In 2004, Spartan began consolidating most of its nameplates into two brands: Glen's Markets in northern lower Michigan, and Family Fare in southern lower Michigan. This change rebranded three locations of Prevo's Markets in Grand Rapids (which themselves had previously been known as Daane's) to Family Fare, as well as the Great Day chain, while the rest of the Prevo's became Glen's.

Spartan expanded Family Fare in 2007 when some locations of Felpausch were converted (mostly in the Battle Creek, Michigan area), with others becoming D&W Fresh Market instead.
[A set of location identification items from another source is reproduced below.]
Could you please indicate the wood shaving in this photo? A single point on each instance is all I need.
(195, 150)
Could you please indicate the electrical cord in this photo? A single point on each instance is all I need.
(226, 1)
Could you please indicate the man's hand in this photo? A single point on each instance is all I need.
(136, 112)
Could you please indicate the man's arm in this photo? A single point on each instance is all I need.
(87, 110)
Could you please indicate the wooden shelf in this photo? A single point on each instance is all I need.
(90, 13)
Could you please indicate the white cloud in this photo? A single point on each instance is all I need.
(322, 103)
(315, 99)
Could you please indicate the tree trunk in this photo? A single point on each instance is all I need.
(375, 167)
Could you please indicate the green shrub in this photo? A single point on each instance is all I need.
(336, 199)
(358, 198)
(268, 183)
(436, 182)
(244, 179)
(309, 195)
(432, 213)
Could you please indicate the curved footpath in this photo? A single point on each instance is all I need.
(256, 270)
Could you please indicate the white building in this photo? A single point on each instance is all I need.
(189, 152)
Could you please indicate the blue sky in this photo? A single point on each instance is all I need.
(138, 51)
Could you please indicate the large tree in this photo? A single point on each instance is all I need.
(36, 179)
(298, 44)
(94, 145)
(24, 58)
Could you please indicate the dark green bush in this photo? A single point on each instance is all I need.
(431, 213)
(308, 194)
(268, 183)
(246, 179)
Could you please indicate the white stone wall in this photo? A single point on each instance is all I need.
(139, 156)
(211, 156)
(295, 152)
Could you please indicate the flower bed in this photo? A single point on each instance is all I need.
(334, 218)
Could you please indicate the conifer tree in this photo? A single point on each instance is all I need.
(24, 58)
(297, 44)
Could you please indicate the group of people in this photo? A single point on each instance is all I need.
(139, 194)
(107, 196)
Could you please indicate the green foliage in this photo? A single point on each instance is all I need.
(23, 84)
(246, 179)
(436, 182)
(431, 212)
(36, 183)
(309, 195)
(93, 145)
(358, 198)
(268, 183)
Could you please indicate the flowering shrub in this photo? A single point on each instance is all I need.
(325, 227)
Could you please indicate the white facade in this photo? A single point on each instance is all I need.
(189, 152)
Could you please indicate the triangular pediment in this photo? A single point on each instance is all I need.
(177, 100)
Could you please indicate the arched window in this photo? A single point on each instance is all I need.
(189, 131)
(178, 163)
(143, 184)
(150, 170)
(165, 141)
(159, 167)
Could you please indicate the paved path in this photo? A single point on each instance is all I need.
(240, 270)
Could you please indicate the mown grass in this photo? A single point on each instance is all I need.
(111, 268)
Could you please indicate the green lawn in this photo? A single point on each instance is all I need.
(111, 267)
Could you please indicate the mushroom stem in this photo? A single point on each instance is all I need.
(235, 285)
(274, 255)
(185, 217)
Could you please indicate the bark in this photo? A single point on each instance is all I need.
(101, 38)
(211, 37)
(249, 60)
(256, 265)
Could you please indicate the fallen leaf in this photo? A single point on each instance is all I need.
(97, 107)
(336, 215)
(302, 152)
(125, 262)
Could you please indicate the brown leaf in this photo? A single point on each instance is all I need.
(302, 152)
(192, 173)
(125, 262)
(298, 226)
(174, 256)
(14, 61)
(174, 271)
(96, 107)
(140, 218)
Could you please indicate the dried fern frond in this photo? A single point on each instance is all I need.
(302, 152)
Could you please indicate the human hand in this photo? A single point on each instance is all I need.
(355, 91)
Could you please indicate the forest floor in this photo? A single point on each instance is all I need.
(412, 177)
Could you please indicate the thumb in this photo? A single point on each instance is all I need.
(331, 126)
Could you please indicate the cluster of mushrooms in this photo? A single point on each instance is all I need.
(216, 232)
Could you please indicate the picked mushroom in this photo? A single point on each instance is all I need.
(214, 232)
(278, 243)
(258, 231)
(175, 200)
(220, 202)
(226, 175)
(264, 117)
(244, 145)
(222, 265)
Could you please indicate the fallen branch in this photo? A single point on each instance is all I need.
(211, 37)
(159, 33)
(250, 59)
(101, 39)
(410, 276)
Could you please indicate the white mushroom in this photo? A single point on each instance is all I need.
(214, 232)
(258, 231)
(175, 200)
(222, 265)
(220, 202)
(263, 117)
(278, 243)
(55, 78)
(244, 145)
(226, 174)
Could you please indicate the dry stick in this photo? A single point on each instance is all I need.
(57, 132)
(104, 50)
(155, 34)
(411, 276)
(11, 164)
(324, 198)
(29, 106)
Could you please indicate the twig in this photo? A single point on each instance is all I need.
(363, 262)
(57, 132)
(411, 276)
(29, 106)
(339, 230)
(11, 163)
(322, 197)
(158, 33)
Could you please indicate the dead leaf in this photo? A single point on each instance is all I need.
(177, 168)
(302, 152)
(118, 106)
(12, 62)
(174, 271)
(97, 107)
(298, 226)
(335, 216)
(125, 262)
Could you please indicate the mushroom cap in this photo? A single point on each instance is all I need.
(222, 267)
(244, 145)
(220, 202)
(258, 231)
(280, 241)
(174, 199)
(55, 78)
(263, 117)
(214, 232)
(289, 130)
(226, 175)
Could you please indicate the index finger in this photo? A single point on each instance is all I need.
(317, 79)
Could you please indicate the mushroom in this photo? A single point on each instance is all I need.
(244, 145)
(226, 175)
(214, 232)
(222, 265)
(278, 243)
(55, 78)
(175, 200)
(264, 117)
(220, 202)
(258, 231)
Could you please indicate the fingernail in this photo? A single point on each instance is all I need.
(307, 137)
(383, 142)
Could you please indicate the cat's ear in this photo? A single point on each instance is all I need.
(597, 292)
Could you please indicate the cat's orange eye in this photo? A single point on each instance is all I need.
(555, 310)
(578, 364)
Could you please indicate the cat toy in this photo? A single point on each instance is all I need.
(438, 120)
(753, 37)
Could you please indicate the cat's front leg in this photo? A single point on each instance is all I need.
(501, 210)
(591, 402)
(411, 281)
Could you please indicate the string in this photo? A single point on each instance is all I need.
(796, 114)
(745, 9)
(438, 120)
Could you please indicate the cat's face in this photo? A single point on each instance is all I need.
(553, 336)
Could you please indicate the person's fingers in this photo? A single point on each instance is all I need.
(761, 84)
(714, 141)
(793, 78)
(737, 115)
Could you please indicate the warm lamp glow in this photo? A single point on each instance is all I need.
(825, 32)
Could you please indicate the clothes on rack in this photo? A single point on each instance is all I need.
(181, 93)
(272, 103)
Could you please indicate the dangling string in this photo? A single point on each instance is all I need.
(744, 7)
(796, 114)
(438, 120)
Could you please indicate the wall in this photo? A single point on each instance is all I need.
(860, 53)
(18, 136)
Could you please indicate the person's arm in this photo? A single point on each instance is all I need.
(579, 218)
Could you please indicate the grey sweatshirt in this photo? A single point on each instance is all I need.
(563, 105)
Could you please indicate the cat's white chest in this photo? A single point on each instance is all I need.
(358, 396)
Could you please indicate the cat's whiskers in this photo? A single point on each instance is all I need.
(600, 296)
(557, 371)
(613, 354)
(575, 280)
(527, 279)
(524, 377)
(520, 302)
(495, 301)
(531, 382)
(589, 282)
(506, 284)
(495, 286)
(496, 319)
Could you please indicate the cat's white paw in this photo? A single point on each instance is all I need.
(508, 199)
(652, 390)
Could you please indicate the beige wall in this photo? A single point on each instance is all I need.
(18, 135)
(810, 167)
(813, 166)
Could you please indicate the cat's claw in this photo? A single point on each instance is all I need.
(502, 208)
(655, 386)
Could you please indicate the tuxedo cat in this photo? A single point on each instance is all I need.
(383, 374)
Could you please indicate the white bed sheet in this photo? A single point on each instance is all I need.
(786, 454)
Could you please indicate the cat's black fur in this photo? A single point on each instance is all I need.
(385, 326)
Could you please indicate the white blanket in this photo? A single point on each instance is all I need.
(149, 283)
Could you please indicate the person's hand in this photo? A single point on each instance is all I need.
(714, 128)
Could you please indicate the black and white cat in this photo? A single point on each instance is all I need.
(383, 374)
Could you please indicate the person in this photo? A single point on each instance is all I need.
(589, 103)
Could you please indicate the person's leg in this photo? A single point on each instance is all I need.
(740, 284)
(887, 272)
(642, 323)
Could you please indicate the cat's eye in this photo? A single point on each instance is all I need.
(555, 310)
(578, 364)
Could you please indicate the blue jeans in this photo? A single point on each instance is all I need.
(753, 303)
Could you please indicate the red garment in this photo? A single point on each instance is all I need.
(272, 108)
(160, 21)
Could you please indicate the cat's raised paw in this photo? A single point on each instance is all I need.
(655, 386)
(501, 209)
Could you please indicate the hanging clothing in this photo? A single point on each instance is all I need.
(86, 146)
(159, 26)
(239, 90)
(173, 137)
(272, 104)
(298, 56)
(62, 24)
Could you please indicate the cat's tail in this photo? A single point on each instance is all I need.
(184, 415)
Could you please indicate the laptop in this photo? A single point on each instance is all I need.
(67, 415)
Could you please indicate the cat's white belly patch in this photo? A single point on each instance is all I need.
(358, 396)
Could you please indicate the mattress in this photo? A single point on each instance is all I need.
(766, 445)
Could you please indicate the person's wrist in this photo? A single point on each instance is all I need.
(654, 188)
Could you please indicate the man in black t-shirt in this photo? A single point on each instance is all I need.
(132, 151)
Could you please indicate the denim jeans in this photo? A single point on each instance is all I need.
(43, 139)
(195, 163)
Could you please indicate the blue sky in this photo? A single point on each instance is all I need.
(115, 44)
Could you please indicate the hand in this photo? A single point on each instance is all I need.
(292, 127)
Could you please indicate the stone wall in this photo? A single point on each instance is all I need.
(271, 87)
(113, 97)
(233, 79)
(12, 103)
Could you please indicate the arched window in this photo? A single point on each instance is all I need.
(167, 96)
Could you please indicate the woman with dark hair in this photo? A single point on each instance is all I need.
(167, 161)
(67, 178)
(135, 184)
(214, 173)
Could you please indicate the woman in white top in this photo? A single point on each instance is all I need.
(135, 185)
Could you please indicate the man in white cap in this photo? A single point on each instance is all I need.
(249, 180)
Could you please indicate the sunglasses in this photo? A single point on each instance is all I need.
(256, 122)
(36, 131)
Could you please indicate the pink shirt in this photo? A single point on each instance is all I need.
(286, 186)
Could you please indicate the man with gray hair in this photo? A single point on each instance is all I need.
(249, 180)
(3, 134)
Family Fare began expanding into northern Michigan in 2010 when a Glen's (formerly Ashcraft's) in Midland was converted. Starting in 2013, Spartan converted more Glen's to Family Fare; the conversions finished in 2014 with Frankfort and Sault Ste. Marie. Other locations were rebranded from D&W Fresh Market around the same time, including Rockford and Grandville.

In November 2014, the first locations opened in the Fargo, North Dakota metropolitan area through conversions from Econofoods and Sunmart. Two years later, Family Fare entered Omaha, Nebraska through the conversion of the No Frills brand. Further conversion from Econofoods in 2018 resulted in the chain's first stores in Minnesota.